The system dissects observed expressions by determining how facial muscle contractions alter appearance. Each movement is categorized into specific Action Units (AUs), representing the contraction or relaxation of one or more muscles. All facial expressions can be decomposed into their constituent AUs and described by duration, intensity, and asymmetry. Trained experts examine patterns in the changing nature of facial appearance, including movement, changes in shape and location of the features, and the gathering, pouching, bulging and wrinkling of the skin. Understanding the coordination between action units and certain expressions illuminates the implications of human body language and non-verbal behaviour.
The 7 Universal Facial Expressions of Emotion – FACS coded

The Applications of the Facial Action Coding System
One of the most well-known applications of FACS has been to distinguish Duchenne (or “genuine”) smiles from social (or “fake”) smiles. The specificity of FACS coding reveals the anatomical elements which make it difficult to fake a Duchenne smile. While the social smile involves the contraction of a singular facial muscle, the Duchenne smile is activated by the involuntary movement of multiple muscle groupings.
The Facial Action Coding System can be used in the following ways:
- The measurement of facial behaviour and precise detection of specific emotional expressions.

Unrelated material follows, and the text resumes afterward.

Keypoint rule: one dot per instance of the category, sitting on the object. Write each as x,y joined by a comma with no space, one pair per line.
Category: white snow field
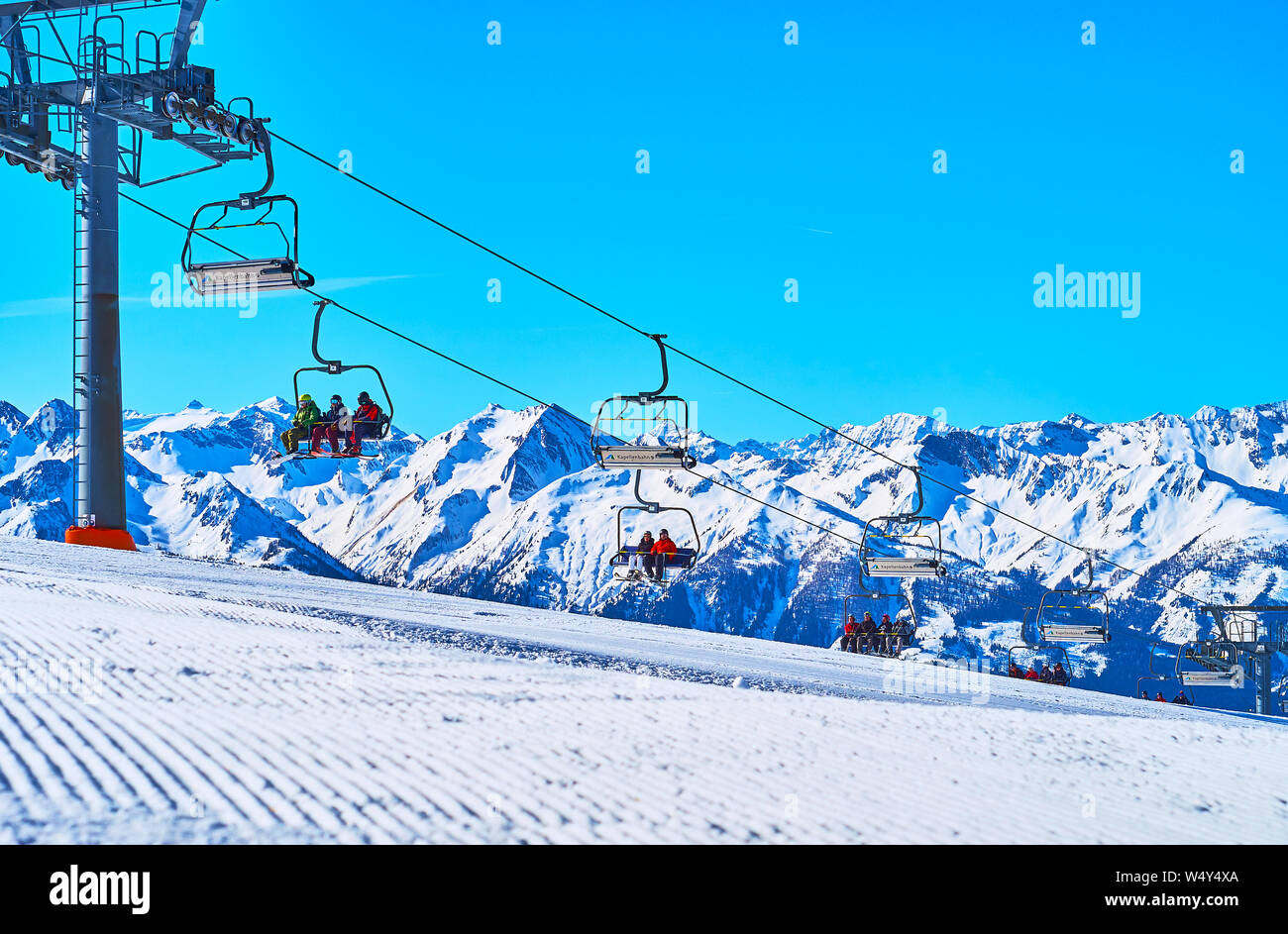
218,702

- Research tool for measurement and discovery of new patterns of movements and relationships.
Benefits of Using FACS over other facial measurement systems:
- FACS is comprehensive and unbiased as a system of facial movement measurement. It can be used as a descriptive method encompassing all observable behaviour, or it can be specified to describe emotion-specific behaviour.
- FACS is unobtrusive. FACS can be applied without the subject’s awareness that their faces are being analyzed.

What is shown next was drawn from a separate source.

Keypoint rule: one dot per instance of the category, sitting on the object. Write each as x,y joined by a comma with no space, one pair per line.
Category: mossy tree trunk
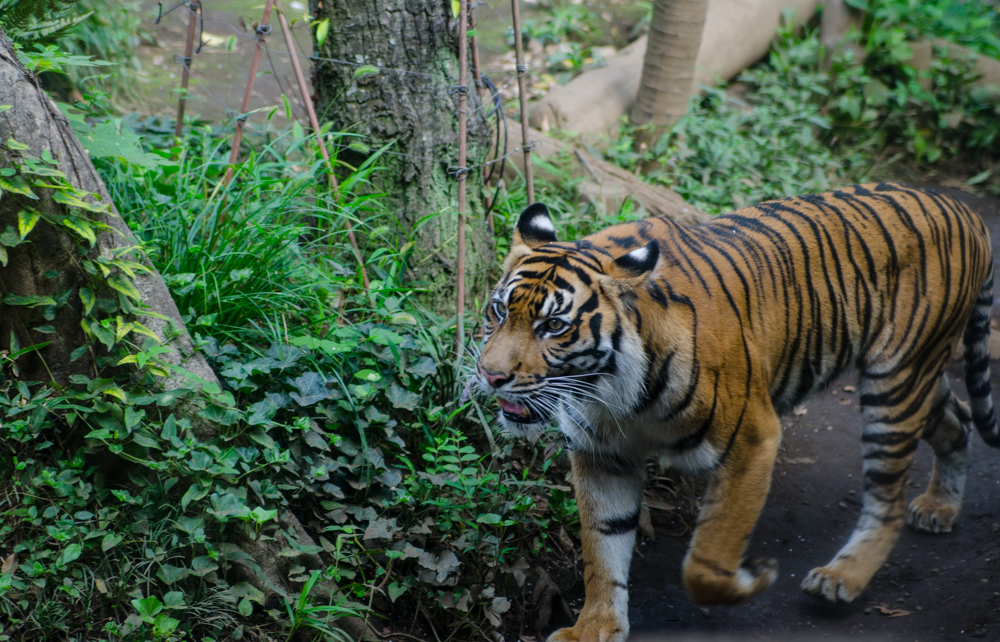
668,67
48,264
409,104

Research demonstrates the Facial Action Coding System has successfully:
- Discovered various patterns reliably related to deception, at 80% accuracy. (Ekman, 2001; Ekman et. al., 1988; Ekman, O’Sullivan, Friesen, & Scherer, 1991; Frank & Ekman, 1997)
- Predicted coping with traumatic loss. (Bonnano & Keltner, 1997)
- Predicted the onset and remission of depression, schizophrenia, and other psychopathology. (Ekman & Rosenberg, 1997)
- Discriminated suicidal from non-suicidal depressed patients. (Heller & Haynal, 1994)
- Predicted transient myocardial ischemia in coronary patients. (Rosenberg et al., 2001)
- Identified patterns of facial activity involved in alcohol intoxication.
How can the Facial Action Coding System work for you?
Emotional expression transcends the barriers of race, ethnicity, culture, gender, religion, and age. Decades of research have shown that humans express facial emotions in precisely the same way regardless of background. The ability to read the facial changes accompanying and predicting emotional behaviour is an indispensable component of effective communication.
Persons trained in FACS can utilize these concepts in conjunction with their expertise to benefit those who conduct interviews, interrogations, and business transactions and those involved in law enforcement, security, and the legal and healthcare systems with their expert insight and analysis.